Correlation Between Nusa Konstruksi and Jaya Konstruksi
Can any of the company-specific risk be diversified away by investing in both Nusa Konstruksi and Jaya Konstruksi at the same time? Although using a correlation coefficient on its own may not help to predict future stock returns, this module helps to understand the diversifiable risk of combining Nusa Konstruksi and Jaya Konstruksi into the same portfolio, which is an essential part of the fundamental portfolio management process.

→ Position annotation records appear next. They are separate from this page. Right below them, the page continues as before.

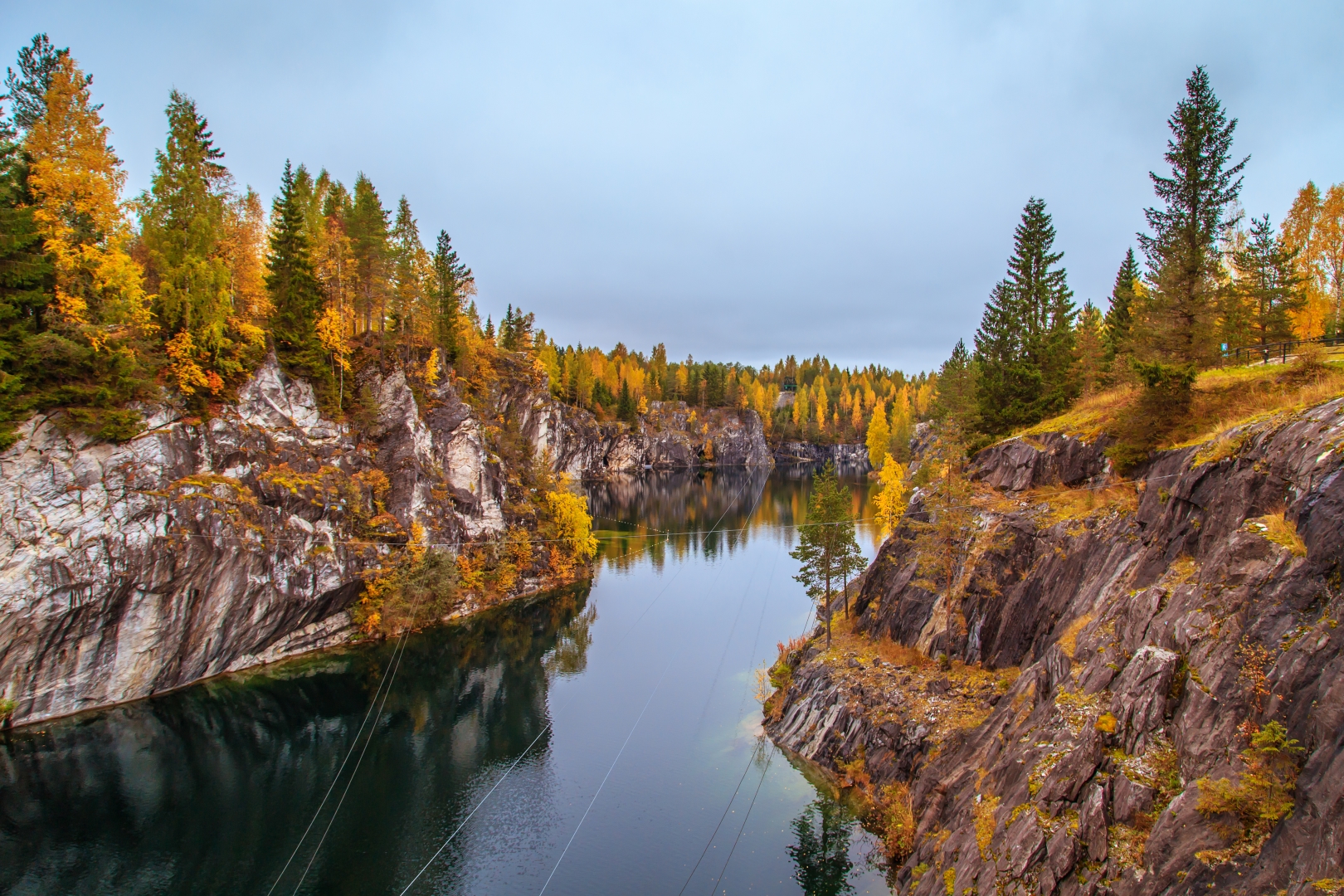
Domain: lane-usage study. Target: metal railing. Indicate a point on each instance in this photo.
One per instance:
(1277, 351)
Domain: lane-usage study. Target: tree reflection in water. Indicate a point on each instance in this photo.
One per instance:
(569, 655)
(821, 852)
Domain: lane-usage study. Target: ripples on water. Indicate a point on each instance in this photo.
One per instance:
(208, 789)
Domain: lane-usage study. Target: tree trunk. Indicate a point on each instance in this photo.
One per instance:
(827, 557)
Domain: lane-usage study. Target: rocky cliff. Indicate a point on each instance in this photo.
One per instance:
(671, 436)
(1094, 709)
(806, 451)
(210, 546)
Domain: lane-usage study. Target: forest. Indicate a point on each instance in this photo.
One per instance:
(108, 299)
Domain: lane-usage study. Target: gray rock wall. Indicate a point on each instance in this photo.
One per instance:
(808, 453)
(128, 570)
(671, 436)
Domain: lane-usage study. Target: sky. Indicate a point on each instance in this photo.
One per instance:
(735, 180)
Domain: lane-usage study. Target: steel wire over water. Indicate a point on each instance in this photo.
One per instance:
(206, 790)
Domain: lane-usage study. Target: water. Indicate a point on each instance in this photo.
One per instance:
(640, 691)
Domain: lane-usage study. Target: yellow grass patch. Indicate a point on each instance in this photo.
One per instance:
(962, 709)
(1069, 641)
(1276, 528)
(1224, 399)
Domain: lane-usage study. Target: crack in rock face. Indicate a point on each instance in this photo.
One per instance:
(205, 547)
(1142, 637)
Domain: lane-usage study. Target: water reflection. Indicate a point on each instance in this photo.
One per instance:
(821, 852)
(675, 514)
(195, 791)
(207, 790)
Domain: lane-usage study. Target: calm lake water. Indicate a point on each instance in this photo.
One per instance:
(606, 738)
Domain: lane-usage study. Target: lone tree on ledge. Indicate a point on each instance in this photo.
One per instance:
(827, 544)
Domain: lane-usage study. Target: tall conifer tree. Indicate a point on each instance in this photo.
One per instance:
(1120, 316)
(452, 284)
(295, 292)
(368, 234)
(24, 288)
(1185, 264)
(183, 230)
(955, 405)
(1025, 338)
(27, 88)
(1269, 285)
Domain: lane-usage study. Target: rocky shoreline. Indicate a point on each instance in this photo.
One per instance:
(1053, 728)
(854, 455)
(212, 546)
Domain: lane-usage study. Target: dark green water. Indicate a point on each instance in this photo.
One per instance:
(639, 691)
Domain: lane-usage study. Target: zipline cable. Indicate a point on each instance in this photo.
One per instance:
(745, 818)
(399, 653)
(332, 786)
(605, 777)
(671, 660)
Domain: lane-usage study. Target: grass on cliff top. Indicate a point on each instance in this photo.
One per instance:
(905, 689)
(1224, 399)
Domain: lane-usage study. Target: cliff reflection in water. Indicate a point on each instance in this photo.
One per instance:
(194, 791)
(670, 514)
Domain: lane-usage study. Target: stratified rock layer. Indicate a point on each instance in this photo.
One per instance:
(1147, 631)
(203, 547)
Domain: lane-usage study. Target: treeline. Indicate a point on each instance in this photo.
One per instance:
(823, 402)
(106, 299)
(1210, 282)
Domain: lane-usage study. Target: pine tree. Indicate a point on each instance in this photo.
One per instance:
(295, 292)
(368, 234)
(626, 405)
(1120, 316)
(24, 289)
(27, 88)
(409, 268)
(1185, 265)
(1025, 340)
(879, 437)
(955, 405)
(823, 542)
(1090, 349)
(452, 282)
(1269, 285)
(183, 230)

By analyzing existing cross correlation between Nusa Konstruksi Enjiniring and Jaya Konstruksi Manggala, you can compare the effects of market volatilities on Nusa Konstruksi and Jaya Konstruksi and check how they will diversify away market risk if combined in the same portfolio for a given time horizon. You can also utilize pair trading strategies of matching a long position in Nusa Konstruksi with a short position of Jaya Konstruksi. Check out your portfolio center. Please also check ongoing floating volatility patterns of Nusa Konstruksi and Jaya Konstruksi.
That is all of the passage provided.